Kemampuan itu membuat Benedetto merasa sangat malu, bahkan tertekan. Sementara para ilmuwan tidak mampu banyak membantunya. Professor Mario Scuncio dari Pusat Kesehatan Sosial Tivoli misalnya, justru memberikan diagnosis yang agak janggal dengan menilai kondisi kejiwaan anak laki-laki yang pendiam dan kutu buku itu sangat normal.
Dr. Giovanni Ballesio, dekan jurusan pengobatan kesehatan dari Rome University, yang pernah menyelidiki kemungkinan ketidaknormalan pada orang yang memiliki kemampuan membangkitkan listrik tinggi pun, tidak mampu menemukan penjelasan apa-apa di balik semua kebakaran itu. Benedetto hanya menyandarkan harapannya pada parapsikolog Demetrio Croce yang mencoba mengajarkan bagaimana mengontrol kemampuannya itu.
Nasib mengenaskan lain dialami Jennie Bramwell yang yatim piatu. Hanya dalam beberapa minggu setelah diadopsi, di rumah Dawson, keluarga angkatnya di Thorah Island, Ontario. Telah terjadi berpuluh kali kebakaran kecil. Api yang menjilat langit-langit, dinding, perabotan, handuk, bahkan kucing kesayangan keluarga, terjadi spontan saat Jennie ada di dekatnya. Jennie pun dikembalikan ke rumah yatim piatu tempat asalnya.

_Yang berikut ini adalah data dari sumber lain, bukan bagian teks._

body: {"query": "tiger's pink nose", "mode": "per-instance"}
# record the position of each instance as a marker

Kemampuan seperti itu juga dikembangkan secara teratur oleh para biksu di Tibet, bahkan hal ini diujikan dalam proses inisiasi mereka, dengan membungkus diri dalam lembaran kain dan kertas basah, dan menghabiskan malam di pegunungan yang dingin, duduk di salju. Di pagi hari, jika mereka lulus ujian, kertas dan kain akan mengering dan beberapa salju yang menyentuh tulang kaki di sekitar biarawan tersebut akan cair meleleh.
Tekhnik mereka ini disebut memperluas Sushumna. Sushumna adalah jalur dari perjalanan kundalini hingga tulang belakang. Memperluas sushumna digunakan untuk meningkatkan suhu tubuh dan membuat panas. Kemampuan ini juga dapat diterapkan untuk pyrokinesis, mengatur benda-benda hingga dapat terbakar dengan kekuatan pikirannya.